UK Accounting Watchdog Ramps Up Fines

The U.K.’s accounting watchdog, the Financial Reporting Council (FRC), has now levied more fines in two days than it has in the entirety of 2017, according to Bloomberg reports on Tuesday (June 19). The FRC issued fines totaling $19 million against PricewaterhouseCoopers (PwC) and KPMG last week, while the regulator also sent KPMG an unprecedented warning that its auditing processes are subpar.
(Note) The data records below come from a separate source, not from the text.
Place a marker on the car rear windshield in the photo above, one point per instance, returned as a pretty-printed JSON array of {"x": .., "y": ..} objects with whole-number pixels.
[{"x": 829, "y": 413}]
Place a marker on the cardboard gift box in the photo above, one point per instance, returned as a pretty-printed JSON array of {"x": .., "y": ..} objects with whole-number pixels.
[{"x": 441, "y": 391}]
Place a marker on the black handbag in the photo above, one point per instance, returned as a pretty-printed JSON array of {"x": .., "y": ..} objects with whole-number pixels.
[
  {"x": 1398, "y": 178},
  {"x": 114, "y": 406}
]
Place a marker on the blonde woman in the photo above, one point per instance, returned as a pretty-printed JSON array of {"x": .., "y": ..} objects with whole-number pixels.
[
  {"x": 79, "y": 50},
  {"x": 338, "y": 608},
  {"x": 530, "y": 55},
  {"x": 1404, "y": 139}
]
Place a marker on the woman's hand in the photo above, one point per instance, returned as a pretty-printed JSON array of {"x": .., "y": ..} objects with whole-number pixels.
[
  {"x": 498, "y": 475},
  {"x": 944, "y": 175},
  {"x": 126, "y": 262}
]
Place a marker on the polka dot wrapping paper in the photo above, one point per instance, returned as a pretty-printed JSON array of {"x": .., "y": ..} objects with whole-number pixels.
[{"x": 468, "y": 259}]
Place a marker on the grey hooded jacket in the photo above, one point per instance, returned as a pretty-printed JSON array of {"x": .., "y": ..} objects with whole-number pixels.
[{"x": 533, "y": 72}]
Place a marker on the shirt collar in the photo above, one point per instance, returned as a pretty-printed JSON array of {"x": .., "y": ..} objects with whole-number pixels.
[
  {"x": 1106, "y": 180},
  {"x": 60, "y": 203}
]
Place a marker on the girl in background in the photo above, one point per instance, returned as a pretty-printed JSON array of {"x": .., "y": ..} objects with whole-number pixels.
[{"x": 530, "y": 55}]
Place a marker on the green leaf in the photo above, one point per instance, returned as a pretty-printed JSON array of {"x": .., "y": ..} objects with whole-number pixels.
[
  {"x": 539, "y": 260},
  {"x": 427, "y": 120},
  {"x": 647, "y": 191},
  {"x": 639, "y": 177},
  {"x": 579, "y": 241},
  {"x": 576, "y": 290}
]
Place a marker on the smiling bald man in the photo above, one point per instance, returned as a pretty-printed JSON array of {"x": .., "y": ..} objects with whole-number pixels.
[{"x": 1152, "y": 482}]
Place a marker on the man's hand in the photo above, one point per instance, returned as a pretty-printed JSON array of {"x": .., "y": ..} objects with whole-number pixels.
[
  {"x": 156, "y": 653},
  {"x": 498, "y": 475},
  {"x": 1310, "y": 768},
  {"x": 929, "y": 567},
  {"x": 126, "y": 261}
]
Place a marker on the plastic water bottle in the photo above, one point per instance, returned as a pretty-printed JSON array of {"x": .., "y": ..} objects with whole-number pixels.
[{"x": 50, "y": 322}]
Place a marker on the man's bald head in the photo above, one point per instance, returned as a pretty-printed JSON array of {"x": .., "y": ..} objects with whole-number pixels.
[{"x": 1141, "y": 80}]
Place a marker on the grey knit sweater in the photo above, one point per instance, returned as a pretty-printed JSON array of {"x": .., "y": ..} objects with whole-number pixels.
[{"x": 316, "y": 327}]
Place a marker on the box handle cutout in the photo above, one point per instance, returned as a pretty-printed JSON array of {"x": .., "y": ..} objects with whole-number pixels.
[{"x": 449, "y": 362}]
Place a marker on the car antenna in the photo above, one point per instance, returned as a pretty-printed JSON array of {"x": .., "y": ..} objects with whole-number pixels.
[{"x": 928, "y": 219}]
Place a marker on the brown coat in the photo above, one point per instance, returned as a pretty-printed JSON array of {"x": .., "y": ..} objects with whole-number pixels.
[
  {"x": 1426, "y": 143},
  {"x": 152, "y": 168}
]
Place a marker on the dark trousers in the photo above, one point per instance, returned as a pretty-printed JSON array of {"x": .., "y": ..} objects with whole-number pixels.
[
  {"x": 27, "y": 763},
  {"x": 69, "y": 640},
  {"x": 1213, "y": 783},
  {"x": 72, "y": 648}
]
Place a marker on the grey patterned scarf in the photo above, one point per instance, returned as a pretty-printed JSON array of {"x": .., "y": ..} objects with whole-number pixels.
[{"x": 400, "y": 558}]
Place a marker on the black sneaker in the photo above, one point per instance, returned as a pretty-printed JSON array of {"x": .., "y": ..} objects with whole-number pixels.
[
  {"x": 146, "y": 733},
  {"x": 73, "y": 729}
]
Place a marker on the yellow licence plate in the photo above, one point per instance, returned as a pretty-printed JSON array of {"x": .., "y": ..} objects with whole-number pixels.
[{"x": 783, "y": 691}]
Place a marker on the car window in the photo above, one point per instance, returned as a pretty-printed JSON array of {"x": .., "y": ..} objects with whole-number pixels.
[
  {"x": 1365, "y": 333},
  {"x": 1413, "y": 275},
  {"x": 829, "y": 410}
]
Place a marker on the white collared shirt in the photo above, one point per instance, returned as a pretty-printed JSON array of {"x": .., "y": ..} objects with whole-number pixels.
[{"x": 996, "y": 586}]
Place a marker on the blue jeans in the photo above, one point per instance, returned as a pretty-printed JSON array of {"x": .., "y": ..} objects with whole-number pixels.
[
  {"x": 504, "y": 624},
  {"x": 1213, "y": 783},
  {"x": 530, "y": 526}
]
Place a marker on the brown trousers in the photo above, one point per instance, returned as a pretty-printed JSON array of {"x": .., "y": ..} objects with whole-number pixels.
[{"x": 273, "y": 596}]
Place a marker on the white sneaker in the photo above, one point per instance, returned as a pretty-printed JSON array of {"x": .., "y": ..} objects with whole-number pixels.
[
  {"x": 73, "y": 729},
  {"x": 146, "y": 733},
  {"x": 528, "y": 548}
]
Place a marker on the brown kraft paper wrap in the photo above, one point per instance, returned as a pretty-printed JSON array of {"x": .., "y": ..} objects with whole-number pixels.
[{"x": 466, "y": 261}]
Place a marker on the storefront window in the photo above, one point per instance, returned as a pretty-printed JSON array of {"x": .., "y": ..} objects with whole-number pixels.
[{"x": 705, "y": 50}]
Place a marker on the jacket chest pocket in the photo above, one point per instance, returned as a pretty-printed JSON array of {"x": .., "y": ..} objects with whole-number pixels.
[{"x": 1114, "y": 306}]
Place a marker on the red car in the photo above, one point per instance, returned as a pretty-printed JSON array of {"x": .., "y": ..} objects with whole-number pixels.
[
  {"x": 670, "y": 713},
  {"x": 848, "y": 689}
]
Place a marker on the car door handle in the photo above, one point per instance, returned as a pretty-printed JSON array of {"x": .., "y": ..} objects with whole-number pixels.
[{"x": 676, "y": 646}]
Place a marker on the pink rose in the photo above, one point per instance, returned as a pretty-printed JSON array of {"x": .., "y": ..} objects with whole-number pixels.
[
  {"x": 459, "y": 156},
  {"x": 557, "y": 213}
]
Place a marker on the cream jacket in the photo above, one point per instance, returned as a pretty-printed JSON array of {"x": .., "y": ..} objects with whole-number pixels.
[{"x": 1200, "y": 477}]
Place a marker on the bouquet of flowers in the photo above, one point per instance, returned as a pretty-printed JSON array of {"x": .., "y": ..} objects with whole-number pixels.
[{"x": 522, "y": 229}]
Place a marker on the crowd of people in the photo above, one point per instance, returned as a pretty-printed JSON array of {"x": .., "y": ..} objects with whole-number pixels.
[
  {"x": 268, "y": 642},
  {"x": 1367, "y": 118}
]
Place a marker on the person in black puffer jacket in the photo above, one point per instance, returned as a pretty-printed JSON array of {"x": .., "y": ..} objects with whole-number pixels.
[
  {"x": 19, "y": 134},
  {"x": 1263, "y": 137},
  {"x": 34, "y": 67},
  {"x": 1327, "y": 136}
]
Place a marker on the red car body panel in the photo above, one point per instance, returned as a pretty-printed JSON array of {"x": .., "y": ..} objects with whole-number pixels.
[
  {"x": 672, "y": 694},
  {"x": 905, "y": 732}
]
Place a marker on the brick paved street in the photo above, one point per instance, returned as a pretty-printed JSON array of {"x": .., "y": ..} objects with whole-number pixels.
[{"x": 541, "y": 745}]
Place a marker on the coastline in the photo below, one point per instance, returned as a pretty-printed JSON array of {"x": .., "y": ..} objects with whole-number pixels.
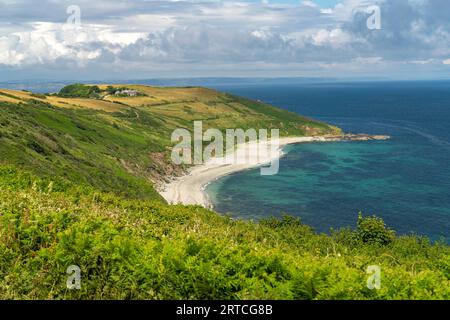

The newly aggressive tactics suggest the FRC took note of criticism by policymakers that the regulator was ineffective and “toothless” to address substandard auditing by the nation’s Big Four auditors: KPMG, PwC, Ernst & Young and Deloitte. Scrutiny of the FRC ramped up earlier this year, following a government probe into the collapse of contractor Carillion. The watchdog and the nation’s pensions regulator were “united in their feebleness and timidity,” a U.K. Parliament committee found, adding that the FRC identified issues with Carillion accounts in 2015, but failed to act on them.

There is an independent investigation underway into the effectiveness of the FRC, reports noted.

Some policymakers noted that, despite the heightened fines, the FRC still isn’t doing enough to curb inadequate accounting and auditing processes. For example, Labour Party MP Frank Field is calling for the recent fines against PwC to be heightened, reports said.

Meanwhile, other lawmakers have called on the FTC and the U.K.’s Competition and Markets Authority to consider breaking up the Big Four. Michael Izza, head of the U.K. Institute of Chartered Accountants in England and Wales (ICAEW), told Bloomberg that the FRC’s decision to levy greater fines may actually hurt the accounting and auditing industry competition because they scare smaller players away.

“The risk in imposing ever-greater financial sanctions is that these increase the risk profile of auditing,” he said.

A spokesperson for the FRC said, “We have increased the number of staff in our enforcement division in recent years in order to process cases quicker and to undertake the volume of cases we take on.”